1. Find a way never to criticize – even the type that is believed to be constructive. Instead think of ways to help and support and just do it. Always have the mindset that there must be good reasons why they behave in the way they do.

2. Absolute compatibility is a myth – but think about it – would you really be happy if you were exactly the same? Variety is the spice of life, so look upon the differences as adding the vim and zip to life and your friendship/relationship.

3. Find ways to be close – find things to do together. When you feel yourself slipping away give yourself a slap and remember to find ways to include your friend. After all the foundation of a relationship is friendship and doing things together - may be not all the time but enough to remember the connection.

4. Games add spice but not the blame game. This is one game that results in people never wanting to play again or putting up so many defenses that there is no game.

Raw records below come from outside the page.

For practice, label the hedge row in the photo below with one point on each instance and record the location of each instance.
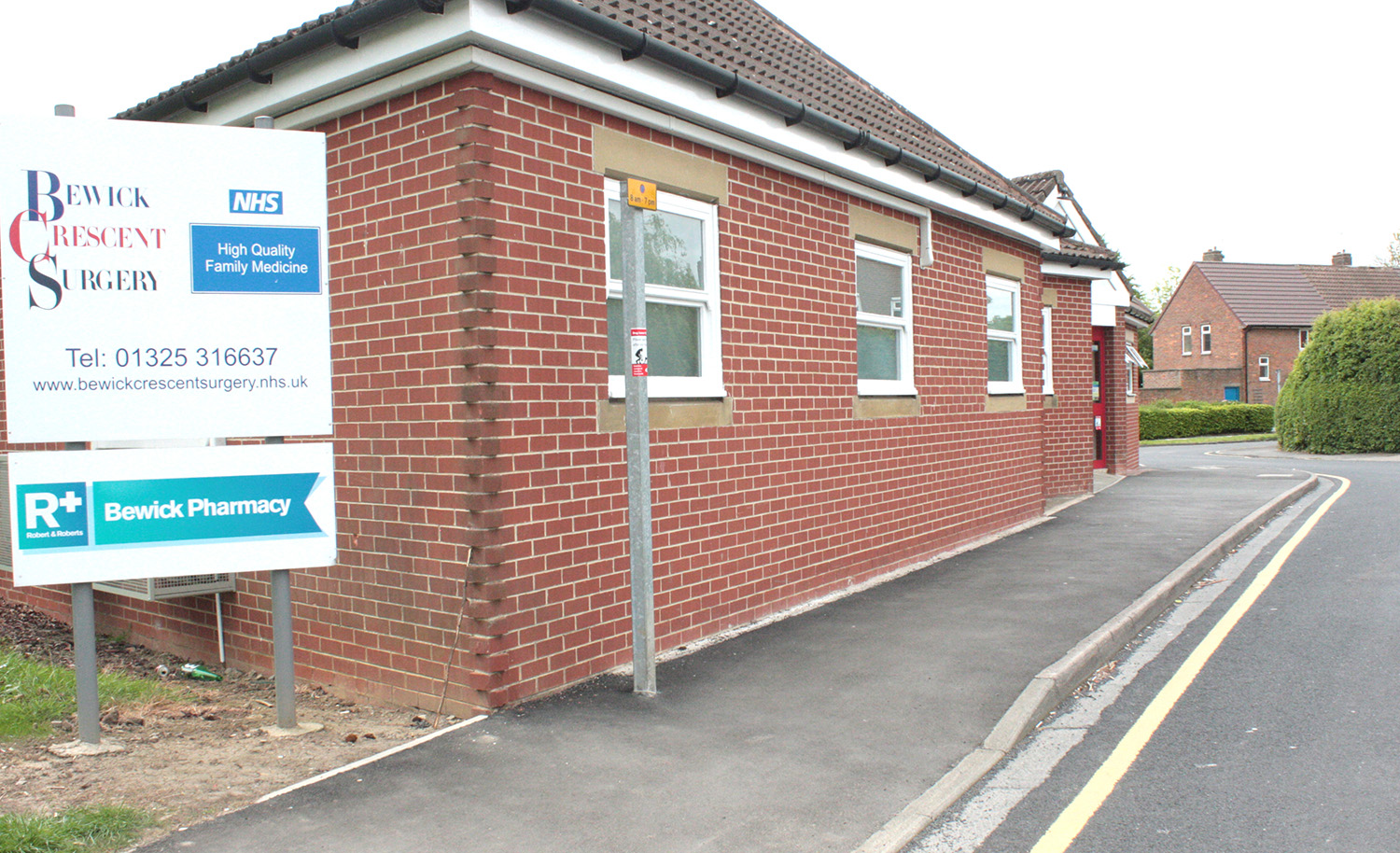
(1344, 392)
(1183, 420)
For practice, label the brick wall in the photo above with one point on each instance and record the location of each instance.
(1281, 349)
(1195, 304)
(1190, 384)
(1122, 439)
(1069, 447)
(482, 503)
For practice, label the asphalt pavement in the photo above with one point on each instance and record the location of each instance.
(840, 729)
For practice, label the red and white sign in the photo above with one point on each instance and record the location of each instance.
(637, 352)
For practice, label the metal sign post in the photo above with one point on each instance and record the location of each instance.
(84, 620)
(283, 639)
(640, 196)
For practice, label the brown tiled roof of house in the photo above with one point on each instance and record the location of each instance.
(736, 35)
(1074, 248)
(744, 36)
(1340, 286)
(1291, 294)
(1039, 185)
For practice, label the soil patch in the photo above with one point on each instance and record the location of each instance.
(192, 758)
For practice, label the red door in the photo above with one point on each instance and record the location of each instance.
(1099, 400)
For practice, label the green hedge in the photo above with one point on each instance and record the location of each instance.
(1192, 417)
(1344, 392)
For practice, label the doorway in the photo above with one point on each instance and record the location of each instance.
(1099, 400)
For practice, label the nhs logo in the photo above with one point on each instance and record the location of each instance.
(255, 201)
(52, 516)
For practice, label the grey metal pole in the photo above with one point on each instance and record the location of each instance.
(84, 614)
(283, 640)
(84, 664)
(285, 676)
(638, 460)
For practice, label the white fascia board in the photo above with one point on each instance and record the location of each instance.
(543, 53)
(1081, 271)
(405, 42)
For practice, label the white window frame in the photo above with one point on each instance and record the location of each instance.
(1136, 363)
(904, 325)
(1014, 384)
(710, 383)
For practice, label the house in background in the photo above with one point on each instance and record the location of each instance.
(1231, 330)
(867, 346)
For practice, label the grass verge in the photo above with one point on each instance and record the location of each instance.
(34, 693)
(1211, 439)
(92, 830)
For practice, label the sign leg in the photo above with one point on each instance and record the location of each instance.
(84, 664)
(282, 649)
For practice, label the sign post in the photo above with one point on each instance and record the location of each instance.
(150, 297)
(640, 196)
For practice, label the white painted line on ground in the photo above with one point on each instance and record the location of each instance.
(370, 760)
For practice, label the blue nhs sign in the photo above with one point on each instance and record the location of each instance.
(255, 201)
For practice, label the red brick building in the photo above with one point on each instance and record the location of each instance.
(1231, 330)
(851, 370)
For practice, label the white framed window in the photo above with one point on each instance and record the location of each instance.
(884, 322)
(1004, 336)
(680, 245)
(1136, 363)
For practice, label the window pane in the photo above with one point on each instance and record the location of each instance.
(672, 341)
(876, 353)
(879, 287)
(1001, 310)
(672, 248)
(999, 360)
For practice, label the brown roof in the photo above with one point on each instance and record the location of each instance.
(1293, 294)
(1102, 257)
(1039, 185)
(1340, 286)
(736, 35)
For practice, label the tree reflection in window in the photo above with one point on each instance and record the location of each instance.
(672, 257)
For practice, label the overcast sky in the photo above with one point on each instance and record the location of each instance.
(1262, 129)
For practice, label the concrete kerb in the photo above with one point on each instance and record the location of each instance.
(1056, 682)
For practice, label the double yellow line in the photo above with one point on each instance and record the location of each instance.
(1072, 819)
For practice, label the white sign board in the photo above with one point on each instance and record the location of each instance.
(118, 514)
(162, 280)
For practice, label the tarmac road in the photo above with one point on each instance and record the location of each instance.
(806, 734)
(1288, 738)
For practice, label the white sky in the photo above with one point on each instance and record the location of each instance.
(1262, 129)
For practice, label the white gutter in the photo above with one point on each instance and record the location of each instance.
(408, 53)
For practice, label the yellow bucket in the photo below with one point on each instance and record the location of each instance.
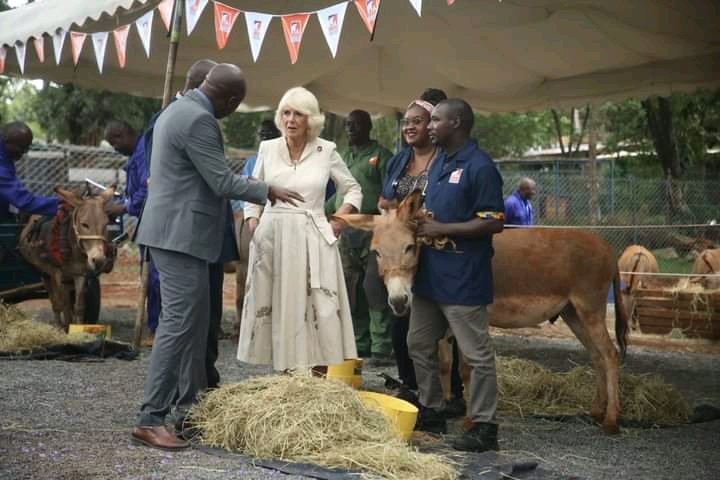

Break down defenses by using the language of ‘I feel.”

5. What are the goals of a relationship? Yes relationships have goals and the greatest goal is to be more intimate and to do things that foster intimacy.

6. Hard bargain – the healthiest relationships are not about calculating an exact exchange – there will be times when each gives more or receives more – keep up the giving and the gracious receiving as much as possible.

7. Another goal to is to reach the deepest form of love. The deepest form of love goes past the heady passionate time. At that stage some couples think the relationship is over and give up. Ironically if the couple continues, they may reach the land of the deepest love.

8. Focus on the positive. Focus on the goals. Focus on the joys too. Leave the negative out of the equation – in fact treat it as a blessing in disguise and an opportunity for you to do more and develop more. Remember every time you complain is a wasted opportunity to focus on the positive and for you to do something constructive. Focusing on the negative is detrimental unless you treat it in a positive way – a way for you to do more and give more.

9. Listen Up. If you have ever taught young children you will know that getting them to listen is one of the challenges of teaching. It can be the same in a relationship but you need to start with yourself first and think about do you really listen with your ears and your eyes in your relationship? If you think you are always right then you are in need of a listening tune up. In fact, it is more positive to listen without any judgment of who is right or wrong because if you do, you are keeping scores which is detrimental in a relationship.

10. Sharing likes. Some people hide their needs. Ironically you should let your partner/friend be aware of your likes – perhaps that is a better way than saying needs. Treat your likes as a way of sharing who you are.